A woman on a trip in a remote area of China broke her thigh bone as the guide described what had happened. Dr. Tom Hackett, of the Steadman Hawkins Clinic in Summit County, talked them through the situation from his home. He told them how to stabilize the injury and fought with Chinese doctors in the area to make sure they didn’t touch her while he organized a plane to Hong Kong for surgery.

She had to get out of there, Hackett said.

“The stuff they were going to do was back from the Ming Dynasty. … It became like a diplomatic issue,” he said.

Hackett is the medical director for the American Mountain Guide Association and a world-renowned orthopedic surgeon and sports medicine doctor, who if left in the middle of the desert has the skills to survive.

In fact, he has taught military personnel survival techniques, has worked as a climbing guide, rescued people from deadly circumstances and now operates on famous athletes.

Hackett started out working in archaeology. He put together displays at museums and made tools. At the same time, he taught desert survival and led climbs in Southern Utah and Wyoming. The more he became involved in climbing around the world – in Bolivia, Peru, Nepal, Europe and Saudi Arabia – the more interested in emergency medicine he became. So, Hackett became a wilderness EMT and did search and rescue in Wyoming and Utah.

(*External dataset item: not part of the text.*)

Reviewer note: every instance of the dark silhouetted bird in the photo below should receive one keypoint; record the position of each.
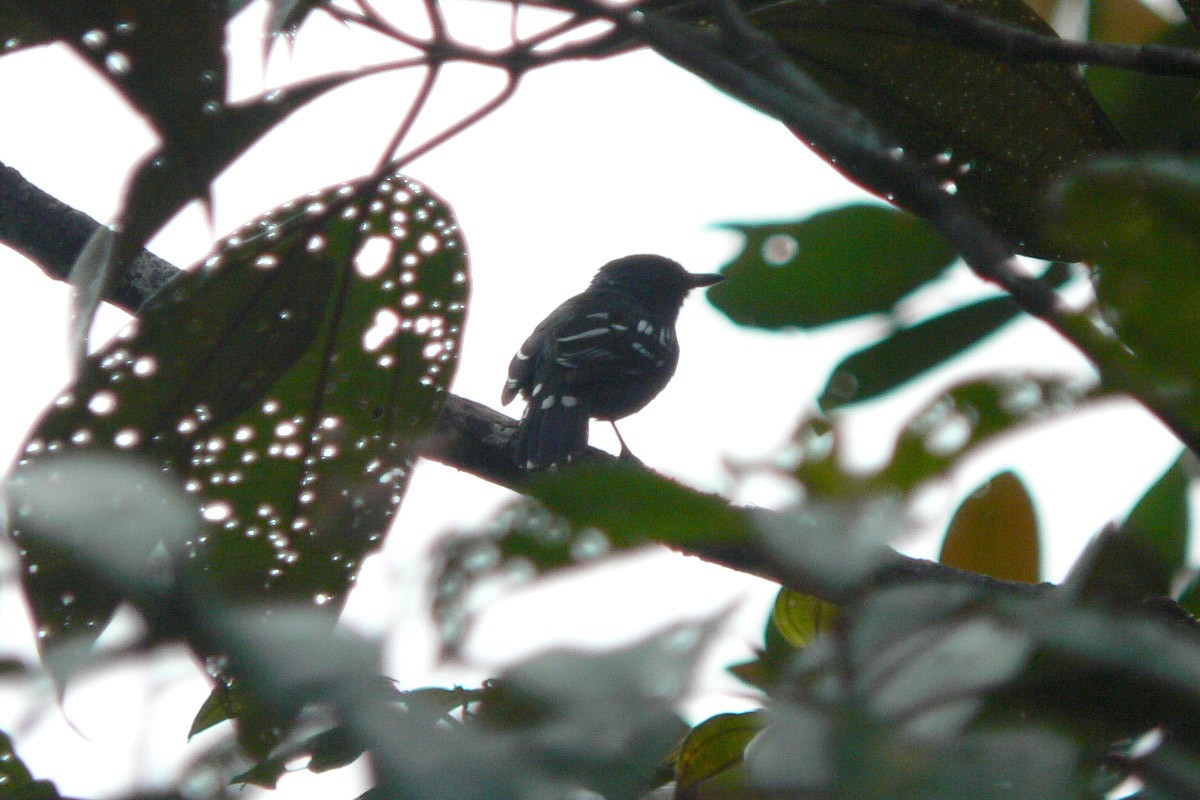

“Doing more search and rescue, I got interested more in medicine,” said Hackett, who would get patients out, stabilized and to a helicopter or emergency room.

“I felt like I was starting something and not finishing it,” he said.

It was that feeling that led him back to college. And despite a pre-med adviser at the University of Wyoming telling him he would fail, he made it through, paying his way by working as a carpenter.

From there, he went on to Tufts University in Massachusetts, became involved in orthopedics and worked with college hockey teams until moving to Los Angeles for additional training in sports surgery.

Once he received his medical degree, Hackett went to western Nepal to practice – a truly rewarding experience, he said.

One woman in particular he will never forget lived a day-and-a-half walk from the clinic. She came to him for a minor procedure. Afterward, she was so thankful she made the trip a second time to bring a present.

“She walked three full days just to give me a cucumber,” Hackett said.

Hackett has been with the Steadman Hawkins Clinic in Summit County for about three years. He does emergency work at St. Anthony Summit Medical Center and specializes in shoulders, elbows and knees. He travels with the Colorado Rockies and U.S. Snowboard Team and is a consultant for the Los Angeles Dodgers.

Recently, a snowboarder flew in from Austria for surgery with Hackett at the clinic in Frisco.

In addition to treatment, Hackett is doing biomechanical research to learn how to prevent and better repair shoulder injuries. The research, through the Steadman Hawkins Research Foundation, focuses on the biological side of injuries, looking at how to create an environment where the injury can heal faster, better and stronger, Hackett said.